Former President Barack Obama says, United States faces a big challenge to reject the culture of “crazy conspiracies theories” that have stoked divisions in the country. In an interview given to BBC, he said US is more starkly polarized than it was four years before, when the Republican clinched the presidency as his successor. Obama suggests Biden’s victory in 2020 United States elections is just the beginning of a new dawn but thinks it will take time to repair those divisions.
“It’ll take more than one election to reverse those trends,” he says.
Healing a polarized country, Obama suggested, cannot be left to the politicians but also demands structural reforms and people listening to each other. He further added that people most agree on a common set of facts before moving forward.
The former President said he is greatly hopeful about the sophisticated attitudes of the new generations and urged young people to “cultivate that cautious optimism that the world can change” and “to be a part of that change”.
US divided than ever before
The resentment and increasing divide between rural and urban America, social injustices like inequality, immigration and “the kinds of crazy conspiracy theories – what some have called truth decay” have been promoted by some American media outlets and “turbocharged by social media”, Obama said while promoting his new memoir, A Promised Land, in a talk with BBC’s David Olusoga.
“We are very divided right now, certainly more than we were when I first ran for office in 2007 and won the presidency in 2008,” the former president said. He said that this is partly attributed to Trump’s decision to “fan division because it was good for his politics”.
Another factor Obama says is the spread of misinformation online where “facts don’t matter”.
“There are millions of people who subscribed to the notion that Joe Biden is a socialist, who subscribed to the notion that Hillary Clinton was part of an evil cabal that was involved in pedophile rings,” he says.
The example he quotes here with Clinton refers to a conspiracy theory alleging that Democratic leaders were operating a pedophile ring based in a Washington Pizza restaurant.
“I think at some point it’s going to require a combination of regulation and standards within industries to get us back to the point where we at least recognize a common set of facts before we start arguing about what we should do about those facts.”
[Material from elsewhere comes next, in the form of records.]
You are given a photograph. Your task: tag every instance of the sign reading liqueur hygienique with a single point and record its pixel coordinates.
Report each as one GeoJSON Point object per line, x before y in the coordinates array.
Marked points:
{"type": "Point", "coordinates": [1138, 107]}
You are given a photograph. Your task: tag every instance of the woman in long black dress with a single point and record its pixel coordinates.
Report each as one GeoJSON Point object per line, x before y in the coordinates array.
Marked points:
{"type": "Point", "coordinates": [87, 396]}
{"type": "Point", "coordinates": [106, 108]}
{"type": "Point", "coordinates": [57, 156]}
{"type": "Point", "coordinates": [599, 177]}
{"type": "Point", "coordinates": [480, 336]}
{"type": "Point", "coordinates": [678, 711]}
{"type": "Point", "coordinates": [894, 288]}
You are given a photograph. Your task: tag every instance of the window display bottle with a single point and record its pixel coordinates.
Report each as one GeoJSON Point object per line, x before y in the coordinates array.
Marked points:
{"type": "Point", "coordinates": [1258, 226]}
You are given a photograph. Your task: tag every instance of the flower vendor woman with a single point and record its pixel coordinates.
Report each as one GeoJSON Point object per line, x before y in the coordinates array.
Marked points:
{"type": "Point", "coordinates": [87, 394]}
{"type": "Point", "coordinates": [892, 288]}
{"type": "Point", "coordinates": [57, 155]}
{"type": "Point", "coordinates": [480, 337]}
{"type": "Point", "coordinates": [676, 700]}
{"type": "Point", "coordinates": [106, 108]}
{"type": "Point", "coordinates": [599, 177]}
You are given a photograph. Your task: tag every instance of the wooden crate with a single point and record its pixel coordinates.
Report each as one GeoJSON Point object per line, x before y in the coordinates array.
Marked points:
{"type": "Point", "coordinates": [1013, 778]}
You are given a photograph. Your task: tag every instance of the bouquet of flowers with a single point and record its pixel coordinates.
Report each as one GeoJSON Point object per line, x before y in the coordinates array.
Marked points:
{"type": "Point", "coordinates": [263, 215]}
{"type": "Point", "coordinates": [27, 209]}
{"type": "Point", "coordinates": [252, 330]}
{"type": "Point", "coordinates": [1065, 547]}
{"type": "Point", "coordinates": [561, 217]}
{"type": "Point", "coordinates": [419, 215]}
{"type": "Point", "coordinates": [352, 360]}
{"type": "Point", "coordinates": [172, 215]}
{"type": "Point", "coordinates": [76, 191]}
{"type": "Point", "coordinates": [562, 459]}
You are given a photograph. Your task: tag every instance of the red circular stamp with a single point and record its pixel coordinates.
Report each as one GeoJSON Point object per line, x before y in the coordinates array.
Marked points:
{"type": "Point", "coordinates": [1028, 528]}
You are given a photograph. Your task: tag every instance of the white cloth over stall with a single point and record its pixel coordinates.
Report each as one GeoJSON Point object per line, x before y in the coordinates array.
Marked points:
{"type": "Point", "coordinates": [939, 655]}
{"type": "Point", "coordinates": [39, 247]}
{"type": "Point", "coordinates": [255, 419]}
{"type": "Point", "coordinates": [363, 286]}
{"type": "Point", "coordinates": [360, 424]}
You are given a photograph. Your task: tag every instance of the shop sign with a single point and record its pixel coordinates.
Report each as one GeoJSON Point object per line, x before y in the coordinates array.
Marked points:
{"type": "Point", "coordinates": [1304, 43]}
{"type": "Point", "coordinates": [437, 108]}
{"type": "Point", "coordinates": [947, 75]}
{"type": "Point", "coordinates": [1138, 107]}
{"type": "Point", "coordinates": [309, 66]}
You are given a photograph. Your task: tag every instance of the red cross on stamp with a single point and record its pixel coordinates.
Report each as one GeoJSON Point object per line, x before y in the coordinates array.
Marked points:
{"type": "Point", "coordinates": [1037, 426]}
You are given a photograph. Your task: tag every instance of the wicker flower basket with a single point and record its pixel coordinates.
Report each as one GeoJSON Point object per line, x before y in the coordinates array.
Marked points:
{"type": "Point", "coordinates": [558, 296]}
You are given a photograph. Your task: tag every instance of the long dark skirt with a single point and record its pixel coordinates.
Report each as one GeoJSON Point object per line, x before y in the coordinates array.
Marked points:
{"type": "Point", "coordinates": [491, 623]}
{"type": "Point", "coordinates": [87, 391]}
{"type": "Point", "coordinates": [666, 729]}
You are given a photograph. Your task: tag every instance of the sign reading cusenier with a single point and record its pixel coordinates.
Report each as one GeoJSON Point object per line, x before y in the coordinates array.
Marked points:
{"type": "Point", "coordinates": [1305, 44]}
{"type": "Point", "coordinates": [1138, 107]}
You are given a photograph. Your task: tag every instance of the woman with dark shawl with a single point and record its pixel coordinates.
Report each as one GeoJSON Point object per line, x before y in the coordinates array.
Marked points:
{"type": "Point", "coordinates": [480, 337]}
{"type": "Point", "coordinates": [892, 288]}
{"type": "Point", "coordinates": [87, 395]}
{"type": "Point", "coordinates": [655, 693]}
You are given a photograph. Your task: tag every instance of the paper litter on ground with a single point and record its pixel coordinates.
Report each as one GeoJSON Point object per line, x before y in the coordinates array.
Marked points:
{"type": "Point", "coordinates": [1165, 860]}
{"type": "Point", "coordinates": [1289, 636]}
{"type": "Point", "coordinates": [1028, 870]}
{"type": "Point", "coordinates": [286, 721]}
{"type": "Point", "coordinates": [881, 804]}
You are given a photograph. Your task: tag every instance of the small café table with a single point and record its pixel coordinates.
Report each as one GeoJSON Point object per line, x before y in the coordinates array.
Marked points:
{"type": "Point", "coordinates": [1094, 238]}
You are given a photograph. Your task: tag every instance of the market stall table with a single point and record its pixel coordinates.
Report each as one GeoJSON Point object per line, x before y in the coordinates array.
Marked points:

Obama says that while many conventional mainstream media outlets have introduced fact-checking in recent years to curb the spread of misinformation online, it may not be enough because “falsehoods had already circled the globe by the time truth got out of the gates”.
Furthermore, he can also be ascribed to socioeconomic factors such as increasing inequality and disparities between the urban and rural America.
Such issues, he adds, are “paralleled in the UK and around the world” with “people feeling as if they’re losing a grip on the ladder of economic advancement and so react and can be persuaded that it’s this group’s fault or that group’s fault”.
About BLM and Race
Obama who took White House as America’s first president of color, says the issue of race been “one of the central fault lines in American history – our original sin”. This summer, the death of African American George Floyd in police custody and the backlash that followed in the US and across the globe reflected both anguish and optimism, he says.
“Despair that the chronic lingering role of race and bias in our criminal justice system continues in such a blatant form… enormous optimism that you saw an outpouring of protest activism and interest that far exceeded anything we had seen previously – and was peaceful.”
It was important that the uprisings against racial injustices were multi-racial he says, adding that the reaction was different than that of Trayvon Martin’s killing n 2012. Martin, an unarmed Florida teenager was shot dead by neighborhood watch volunteer George Zimmerman. Zimmerman involved in the high-profile murder was later cleared of the charges levelled against him.
Obama also mentioned that fatal shooting in 2014 that claimed a life if an 18-year-ld unarmed black man Michael Brown who was shot six times by a white police officer in Ferguson, Missouri.
He says that while those incidents invoked a public outrage, they were also responsible for the start of a debate over racial justice, there still appeared to be “resistance among large portions of the white community to push back against the notion that this was more than just one incident or a case of bad apples”.
“What you saw this summer was some communities that had a very negligible black population, folks going out there and saying Black Lives Matter and embracing the notion that real change has to come.”
Obama was speaking ahead of the release of his new memoir which records his rise to the United States Senate and first Presidential term. Releasing on Nov 17, 2020, it is the first of two books giving a glimpse into his time in the WH.